Homeland, the award-winning TV show where the CIA takes on Muslim extremism, has been hacked by its own production crew – three of whom inserted secret messages into a fresh episode in a bid to expose the show’s reductive impression of the Middle East.

It is no secret that Homeland is well-produced, well-acted, and looks incredibly high-budget. After all, for a show dealing with the touchiest of all themes today, it seems obvious that creators would want to go for full-on authenticity – whether it be depicting the dealings and motives of terrorists, CIA tactics, or the differences between the numerous Muslim elements that play a role in the current conundrum.

But the show has faced mounting criticism every season for its alleged Islamophobia, bigotry, and haphazard approach to the Middle East, not to mention grave factual errors that create damaging stereotypes. According to the show’s critics, the most basic errors often pop up, and they are all over the place – from word pronunciation to mixing up allegiances, and creating fictitious international situations that appear to intently be trying to provoke the viewer into critical thought (one only has to remember that it was Iran, of all countries, that wanted to fund a terrorist attack on the US; or that the Sunni Al-Qaeda and the Shiite Hezbollah are great buddies).

RT

But this time, a few of those critics took their opinion to the next level. When filming a scene at a refugee camp in episode two of the fifth season, three graffiti artists were hired to make the visual aesthetic look authentic. As Carrie Mathison, former CIA employee and the show’s protagonist, walks past the defaced walls on her way to meet the evil Hezbollah, what is actually written on them is not at all what the show’s creators had in mind. And they might have caught it too – but the artists’ work was never checked, presumably, because Arab writing is Arab writing, and that’s all there is to it.

What the walls are actually saying is “Homeland is racist,” or “Homeland is a joke, and it didn’t make us laugh,”“the show does not represent the views of the artists,” and others. At one point, one can even see a ‘#’ symbol next to a phrase. That phrase is actually “BlackLivesMatter.”

The artists Heba Amin, Caram Kapp, and Stone released a statement, explaining why they were pushed to such extremes.

“What’s wrong with Homeland’s political message? The very first season of ‘Homeland’ explained to the American public that Al Qaida is actually an Iranian venture. According to the storyline, they are not only closely tied to Hezbollah, but Al Qaida even sought revenge against the US on behalf of Iran. This dangerous phantasm has become mainstream ‘knowledge’ in the US and has been repeated as fact by many mass media outlets,” they wrote.

According to the three, they were contacted by a colleague in the field about the possibility of doing work for Homeland.

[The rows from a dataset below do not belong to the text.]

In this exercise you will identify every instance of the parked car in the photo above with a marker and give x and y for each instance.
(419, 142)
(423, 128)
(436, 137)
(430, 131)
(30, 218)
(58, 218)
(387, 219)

They were apprehensive at first, but then “considered what a moment of intervention could relay about our own and many others’ political discontent with the series. It was our moment to make our point by subverting the message using the show itself.”

The artists were handed sample graffiti photos of what might be drawn on the walls of a Lebanese/Syrian refugee camp. That is when the idea was fully concocted.

“The content of what was written on the walls...was of no concern. In their eyes, Arabic script is merely a supplementary visual that completes the horror-fantasy of the Middle East, a poster image dehumanizing an entire region to human-less figures in black burkas and moreover, this season, to refugees.”

“It is clear they don’t know the region they are attempting to represent,” the three told The Guardian. “And yet, we suffer the consequences of such shallow and misguided representation.”